Clearly neither character is a Mary Sue, with Adam (even in first person) coming across is somewhat pathetic. Author Michael McGruther knows his craft, and uses that to make Adam’s arc that much more satisfying. Lilith’s arc is a little more ambiguous, even though all of her ideology is stripped away.
The Omegans, who learned Earth languages from the 1977 Voyager Golden Records, welcome Adam and Lilith with open arms. In fact, they believe that Adam will deliver them from the terror of the Omim. Since the arrival their dark oppressors, the Omegans have lived in hiding as the Omim abduct them use their bodies and souls for dark purposes. Forced to confront this overwhelming evil in order to rescue Lilith and prevent the Omim from finding their way to Earth, Adam must become become the hero he never wanted to be.
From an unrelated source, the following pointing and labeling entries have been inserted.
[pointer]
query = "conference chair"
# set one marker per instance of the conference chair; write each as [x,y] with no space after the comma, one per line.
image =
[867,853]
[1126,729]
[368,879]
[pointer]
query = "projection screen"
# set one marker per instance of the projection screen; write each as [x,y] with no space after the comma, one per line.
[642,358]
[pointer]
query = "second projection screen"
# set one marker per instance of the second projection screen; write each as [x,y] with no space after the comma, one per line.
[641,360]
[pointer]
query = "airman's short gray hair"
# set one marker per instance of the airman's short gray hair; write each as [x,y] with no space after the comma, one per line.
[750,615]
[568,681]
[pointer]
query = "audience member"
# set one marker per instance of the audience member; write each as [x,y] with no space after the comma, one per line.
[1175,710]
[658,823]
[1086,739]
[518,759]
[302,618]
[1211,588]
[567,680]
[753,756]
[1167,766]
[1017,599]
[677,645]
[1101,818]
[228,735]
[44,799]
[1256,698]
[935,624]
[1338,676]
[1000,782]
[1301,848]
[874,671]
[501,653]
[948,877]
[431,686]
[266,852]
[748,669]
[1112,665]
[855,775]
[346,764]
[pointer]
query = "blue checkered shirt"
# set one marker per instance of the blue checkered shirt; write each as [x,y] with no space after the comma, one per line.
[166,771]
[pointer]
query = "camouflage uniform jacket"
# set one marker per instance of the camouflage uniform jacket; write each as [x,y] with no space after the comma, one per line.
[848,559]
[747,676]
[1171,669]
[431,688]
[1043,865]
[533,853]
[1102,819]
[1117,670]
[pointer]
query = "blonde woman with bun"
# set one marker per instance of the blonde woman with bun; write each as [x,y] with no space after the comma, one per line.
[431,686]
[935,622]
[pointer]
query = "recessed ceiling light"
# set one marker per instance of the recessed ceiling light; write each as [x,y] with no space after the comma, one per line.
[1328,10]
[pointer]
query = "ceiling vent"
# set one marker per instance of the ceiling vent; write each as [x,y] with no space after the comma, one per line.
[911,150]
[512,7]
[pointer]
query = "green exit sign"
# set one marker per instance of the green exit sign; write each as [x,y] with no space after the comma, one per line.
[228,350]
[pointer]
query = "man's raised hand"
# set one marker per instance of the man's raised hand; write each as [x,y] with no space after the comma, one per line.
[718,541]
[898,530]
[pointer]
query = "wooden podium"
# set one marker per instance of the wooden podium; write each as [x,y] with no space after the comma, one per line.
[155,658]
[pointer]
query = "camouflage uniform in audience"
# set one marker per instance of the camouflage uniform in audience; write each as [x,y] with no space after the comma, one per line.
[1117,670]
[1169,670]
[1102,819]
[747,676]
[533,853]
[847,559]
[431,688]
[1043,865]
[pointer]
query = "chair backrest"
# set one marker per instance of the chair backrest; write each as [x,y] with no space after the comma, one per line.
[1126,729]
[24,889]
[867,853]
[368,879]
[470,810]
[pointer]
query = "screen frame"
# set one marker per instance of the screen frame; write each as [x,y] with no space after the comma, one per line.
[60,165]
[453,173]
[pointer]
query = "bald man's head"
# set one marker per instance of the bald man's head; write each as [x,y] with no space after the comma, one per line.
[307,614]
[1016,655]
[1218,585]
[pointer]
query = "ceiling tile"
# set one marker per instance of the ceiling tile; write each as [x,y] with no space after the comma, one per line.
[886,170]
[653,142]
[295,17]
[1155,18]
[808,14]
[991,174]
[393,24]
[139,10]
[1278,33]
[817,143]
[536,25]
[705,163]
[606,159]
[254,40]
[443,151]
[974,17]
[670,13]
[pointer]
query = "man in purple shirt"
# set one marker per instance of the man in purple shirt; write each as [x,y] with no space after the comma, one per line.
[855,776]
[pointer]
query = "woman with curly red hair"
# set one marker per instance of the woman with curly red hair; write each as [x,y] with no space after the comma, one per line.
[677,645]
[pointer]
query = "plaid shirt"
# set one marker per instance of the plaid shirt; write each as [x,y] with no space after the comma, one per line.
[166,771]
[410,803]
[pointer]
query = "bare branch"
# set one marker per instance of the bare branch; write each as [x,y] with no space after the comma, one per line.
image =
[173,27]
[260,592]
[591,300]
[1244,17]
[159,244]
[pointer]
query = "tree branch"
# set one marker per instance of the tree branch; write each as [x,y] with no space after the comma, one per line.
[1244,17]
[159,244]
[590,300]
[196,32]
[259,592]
One wishes that McGruther had a better editor, as the story deserves more polish. The descriptions are breathtaking and the plot has brilliant twists. If the book has a fatal flaw it’s in the presentation, certainly not in the raw material.
The characters
Adam is broken man. Whatever faith he once had was shattered with the murder of his fiancé. So he poured himself into military service, meaningless sex, and alcohol. With just six months left in his contract, he hopes to finish out in peace. A reluctant hero, he doesn’t want to save anyone, even himself and certainly not an entire planet (or two). It’s only when Lilith is taken captive by The One that he digs deep, both into his own abilities and a nearly forgotten faith.
On the other side is Lilith. Young and beautiful, she’s an idealist, feminist, scientist. She left her life on Mars to bring enlightenment to Omega and become the mother of the first humans on the distant planet. While she soon finds herself used for procreation, it’s not in the way she anticipated, and she has no means to comprehend pure evil.
The leader of the Omim calls himself The One. A soul-consuming wraith, he offers Lilith eternal life. But in exchange for what? With the ability to warp perception his manipulation abilities are unfathomable. Yet unable to create, he must use other methods to spread his evil across the galaxies.
The world
Omega is a sort of paradise, filled with creatures and characters that will look familiar to any fan of 80’s fantasy films. But whether we’re in our home galaxy, on a spaceship, or a distant planet, McGruther excels at cinematic description. If he leans on tropes, it’s to make the story more easily play out in our minds.
The politics
While the story is seeded with cultural and political allusions, they never take center stage. Adam holds to traditional values, while Lilith is extremely progressive, but this isn’t really that sort of story on the surface.
Content warning
To a certain degree, the whole story is about sex and reproduction. Both Adam and Lilith are stripped naked on their respective journeys, and Adam has a vision of Lilith being raped (it’s just an illusion). There’s the sort of violence that you’d expect in any sort of sword and planet story, but nothing too graphic.
Who is it for?
OMIM is for fans of old-school science fiction and the more out there episodes of The Twilight Zone, but written in the spirit of C.S. Lewis’s Ransom trilogy. It’s also for anyone who likes their stories filled with symbolism to unpack. I had to dig deep to figure out what “Omim” really means, but once I did it made perfect sense.
Why read it?
It’s a story that both entertains and makes us uneasy. It draws us deep into its world, and makes more aware of our own, challenging us to stand firm in our convictions.